Welcome to SecureRISC.org

I created this site to explore some unconventional ideas for processor architecture. For decades, this material existed only as notes, scribbles, thoughts, and so on, but I have recently written some of them down in the hope that they might someday be useful, at least for discussion purposes.

Table of Contents

The Author’s Journey to This Proposal

In the 1970s I was programming on PDP-11s (assembler), PDP-10s (assembler and Lisp on ITS), and Multics (PL/1). Lisp is a dynamically typed language with garbage collection, and later in my career, I worked on a Common Lisp implementation for MIPS processors. I have retained an interest in better support for languages with dynamic typing and garbage collection. Also in the 1970s, members of the same office were programming the 6600 and later the Cray-1 for computational fluid dynamics, and via my indirect exposure thereto I have retained an appreciation of the Cray-1 approach to processor architecture, including RISC and vectors. Other friends were working on Lisp machines (e.g. the Symbolics 3600), and I have retained an interest in some of their problem solutions.

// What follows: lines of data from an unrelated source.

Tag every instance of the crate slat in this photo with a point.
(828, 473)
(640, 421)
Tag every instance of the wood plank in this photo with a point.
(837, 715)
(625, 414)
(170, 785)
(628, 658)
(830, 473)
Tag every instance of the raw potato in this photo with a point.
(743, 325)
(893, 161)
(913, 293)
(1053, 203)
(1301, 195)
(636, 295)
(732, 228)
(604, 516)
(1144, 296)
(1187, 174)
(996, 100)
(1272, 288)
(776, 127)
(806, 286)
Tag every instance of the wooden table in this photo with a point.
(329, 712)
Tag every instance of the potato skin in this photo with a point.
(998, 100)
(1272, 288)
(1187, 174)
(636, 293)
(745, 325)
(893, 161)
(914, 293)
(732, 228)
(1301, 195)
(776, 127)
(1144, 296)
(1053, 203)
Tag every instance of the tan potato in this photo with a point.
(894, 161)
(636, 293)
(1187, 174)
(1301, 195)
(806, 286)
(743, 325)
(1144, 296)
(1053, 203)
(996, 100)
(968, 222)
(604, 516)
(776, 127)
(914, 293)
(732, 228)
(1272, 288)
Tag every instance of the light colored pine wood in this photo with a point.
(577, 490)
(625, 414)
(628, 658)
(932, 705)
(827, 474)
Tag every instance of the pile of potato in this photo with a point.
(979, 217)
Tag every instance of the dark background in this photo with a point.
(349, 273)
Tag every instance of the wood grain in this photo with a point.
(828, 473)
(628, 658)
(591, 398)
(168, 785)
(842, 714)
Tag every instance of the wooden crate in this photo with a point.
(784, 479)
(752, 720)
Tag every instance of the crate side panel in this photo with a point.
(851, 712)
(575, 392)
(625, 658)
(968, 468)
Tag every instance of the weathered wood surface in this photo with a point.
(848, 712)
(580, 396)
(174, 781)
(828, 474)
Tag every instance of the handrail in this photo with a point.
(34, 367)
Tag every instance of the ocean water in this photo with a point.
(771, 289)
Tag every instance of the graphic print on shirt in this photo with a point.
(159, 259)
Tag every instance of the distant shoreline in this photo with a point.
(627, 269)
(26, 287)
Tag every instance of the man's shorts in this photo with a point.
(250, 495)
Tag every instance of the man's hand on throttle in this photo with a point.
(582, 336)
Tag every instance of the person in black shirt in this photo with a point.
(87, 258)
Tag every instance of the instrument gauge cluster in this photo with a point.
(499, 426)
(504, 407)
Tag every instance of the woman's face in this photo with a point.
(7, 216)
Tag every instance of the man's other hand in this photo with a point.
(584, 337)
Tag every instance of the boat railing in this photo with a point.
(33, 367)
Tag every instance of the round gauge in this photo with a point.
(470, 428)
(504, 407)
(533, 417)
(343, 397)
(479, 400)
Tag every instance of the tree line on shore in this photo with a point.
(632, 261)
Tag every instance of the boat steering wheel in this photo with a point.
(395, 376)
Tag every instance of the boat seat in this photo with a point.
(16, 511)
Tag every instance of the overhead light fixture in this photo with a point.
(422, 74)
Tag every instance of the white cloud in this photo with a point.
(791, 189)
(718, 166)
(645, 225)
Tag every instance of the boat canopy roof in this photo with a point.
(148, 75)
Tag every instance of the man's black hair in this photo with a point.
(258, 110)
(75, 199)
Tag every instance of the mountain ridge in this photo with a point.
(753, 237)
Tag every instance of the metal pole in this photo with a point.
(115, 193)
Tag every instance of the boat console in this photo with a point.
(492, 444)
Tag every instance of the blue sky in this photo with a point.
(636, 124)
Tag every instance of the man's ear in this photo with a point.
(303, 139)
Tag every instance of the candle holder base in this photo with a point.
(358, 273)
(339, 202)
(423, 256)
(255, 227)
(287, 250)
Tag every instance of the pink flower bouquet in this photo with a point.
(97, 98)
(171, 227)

I have been involved in designing processor architectures since the early 1980s when I was contributing to a compiler (Pastel) and operating system (Amber) for a new processor architected by others. That big machine was called the S-1 Mark II, and several of us thought it might be possible to create a much simpler processor and explored something we called, without much imagination, the S-2, which would fit on 2 boards of ECL logic. While I wasn’t familiar with the term, the S-2 was very similar to the RISC ideas germinating in academia at the same time, except it had exactly one memory operand per instruction (similar to the PDP-10), but was otherwise a simple fixed 32-bit instruction format with a general purpose register file and simple pipelined instructions (at the time many machines were instead microcoded). Because the S-1 Mark II operating system team were writing a new operating system, incorporating many Multics ideas and many new ones, the Mark II and S-2 had Multics-like virtual memory and protection features. In subsequent years I have worked on processor architectures without such features, which the new operating system dominating the scene, Unix (later Linux), did not know how to use, but I retained an interest in reviving such features.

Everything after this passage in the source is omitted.